Ein Nachteil könnte sein, manchmal näher dran zu sein, als einem lieb ist: Nach den Mafiamorden in Duisburg im Jahr 2007 klappern Vater und Sohn Haustüren in der Stadt ab und klingeln bei Anwohner, die den gleichen Nachnamen tragen wie die an den Schüssen beteiligten Clans. Manche geben freimütig O-Töne, einer fordert die beiden einmal entschieden zum Abzug auf - und lädt dann eine Waffe durch. „Da war dann klar: Jetzt müssen wir gehen.“
Der Katzenhai aus der Nordsee wird ans Ende geschnitten
Ein Nachteil ist, stets verfügbar sein zu müssen. Schweres kann sich an seine letzten Urlaube wunderbar erinnern, es waren nicht allzu viele. 2009 eine Woche auf Formentera, 2002 zehn Tage in Griechenland. Die Crux des Selbstständigen: „Natürlich kann ich theoretisch immer Nein sagen, aber wenn ich dreimal Nein sage, sucht sich RTL einen anderen.“ Gute Geschichten können ständig kommen: „Du musst immer kämpfen und hast nie richtig frei.“ Vor einiger Zeit ist Schweres mal an die niederländische Nordsee gefahren, wo die Familie früher ein Ferienhaus hatte, der 55-Jährige reiste dienstlich. Haie sollen dort gesichtet worden sein. Schweres dreht - und stößt auf einen Katzenhai. „Schneide den ans Ende“, bittet RTL und strahlt den Beitrag aus.
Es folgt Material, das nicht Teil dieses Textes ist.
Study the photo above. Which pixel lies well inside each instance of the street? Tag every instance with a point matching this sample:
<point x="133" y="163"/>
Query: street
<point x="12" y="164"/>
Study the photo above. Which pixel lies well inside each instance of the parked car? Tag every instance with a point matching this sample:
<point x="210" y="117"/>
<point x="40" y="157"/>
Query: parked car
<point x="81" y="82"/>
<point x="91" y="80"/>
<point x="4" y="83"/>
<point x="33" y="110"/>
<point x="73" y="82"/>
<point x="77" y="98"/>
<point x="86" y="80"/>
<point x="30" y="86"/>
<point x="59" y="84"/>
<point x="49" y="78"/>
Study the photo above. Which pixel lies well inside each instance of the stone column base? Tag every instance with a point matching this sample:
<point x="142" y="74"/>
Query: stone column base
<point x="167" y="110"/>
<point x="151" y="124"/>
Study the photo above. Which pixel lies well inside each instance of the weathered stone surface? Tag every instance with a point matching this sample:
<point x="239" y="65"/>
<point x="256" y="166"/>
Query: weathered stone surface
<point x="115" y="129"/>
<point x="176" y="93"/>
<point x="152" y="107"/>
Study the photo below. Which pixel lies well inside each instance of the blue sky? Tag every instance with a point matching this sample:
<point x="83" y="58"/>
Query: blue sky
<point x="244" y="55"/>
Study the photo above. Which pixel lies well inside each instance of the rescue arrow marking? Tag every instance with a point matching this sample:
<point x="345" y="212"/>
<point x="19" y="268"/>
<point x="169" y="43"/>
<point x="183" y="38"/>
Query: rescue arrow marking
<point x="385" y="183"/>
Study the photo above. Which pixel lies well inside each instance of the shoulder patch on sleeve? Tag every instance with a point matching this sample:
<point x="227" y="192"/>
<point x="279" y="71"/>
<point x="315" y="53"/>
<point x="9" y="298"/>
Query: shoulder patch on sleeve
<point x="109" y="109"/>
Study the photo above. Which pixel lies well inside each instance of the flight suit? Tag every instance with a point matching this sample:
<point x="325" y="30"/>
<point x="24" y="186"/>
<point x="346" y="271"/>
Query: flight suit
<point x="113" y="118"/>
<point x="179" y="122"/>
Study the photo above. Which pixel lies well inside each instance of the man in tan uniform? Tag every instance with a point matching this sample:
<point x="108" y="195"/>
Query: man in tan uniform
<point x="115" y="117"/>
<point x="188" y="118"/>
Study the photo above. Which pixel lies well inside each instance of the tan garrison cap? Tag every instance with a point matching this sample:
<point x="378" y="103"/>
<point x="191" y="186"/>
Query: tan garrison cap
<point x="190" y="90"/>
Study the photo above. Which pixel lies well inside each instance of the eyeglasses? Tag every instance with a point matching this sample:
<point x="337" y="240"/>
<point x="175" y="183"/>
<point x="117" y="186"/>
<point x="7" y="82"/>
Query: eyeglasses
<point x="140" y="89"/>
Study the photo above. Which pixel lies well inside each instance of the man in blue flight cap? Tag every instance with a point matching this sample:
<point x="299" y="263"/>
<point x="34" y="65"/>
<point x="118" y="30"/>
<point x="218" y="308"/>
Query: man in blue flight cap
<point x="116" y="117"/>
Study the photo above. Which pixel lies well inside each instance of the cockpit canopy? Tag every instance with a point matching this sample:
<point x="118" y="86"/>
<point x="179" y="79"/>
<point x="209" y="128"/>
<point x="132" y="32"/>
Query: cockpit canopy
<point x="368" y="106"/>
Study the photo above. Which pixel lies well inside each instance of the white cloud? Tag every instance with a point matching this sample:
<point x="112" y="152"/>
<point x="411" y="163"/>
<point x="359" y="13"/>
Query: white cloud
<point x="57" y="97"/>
„Wenn der Druck weg wäre...“, sagt Schweres einmal und wird dabei nachdenklich, aber so ganz ohne würde er wohl auch nicht aushalten. Im beschaulichen Fachwerkidyll in Burgaltendorf, wo die Familie nach eigenen Angaben seit 1644 ihren Stammsitz hat, hat der 55-Jährige jetzt sein erstes Buch geschrieben - als Ausgleich zur Arbeit. Es geht laut Klappentext um drei mysteriöse Morde, einen Kommissar mit dem Spitznamen „der Spaten“, und einen Boulevardjournalisten, der dringend mal wieder eine große Geschichte braucht („Die Abtaucher“, Grafit Verlag, 9,99 Euro). Autobiografische Züge sollen nicht ausgeschlossen sein, deutet der Autor an.
Zum WM-Finale hat Schweres dann doch eine alternative Geschichte gefunden: In Haren an der Ems haben sie ein deutsch-argentinisches Ehepaar ausfindig gemacht, das sich mit Freunden das Endspiel ansieht. Dabei bekommen die beiden Puls-Uhren, um ihre Aufregung in jeder Minute bestimmen zu können. Es ist keine große Story, eher ein Kammerspiel; aber eine Geschichte mit Emotionen, mit positiven wie negativen. Schweres bekommt die Geschichte verkauft.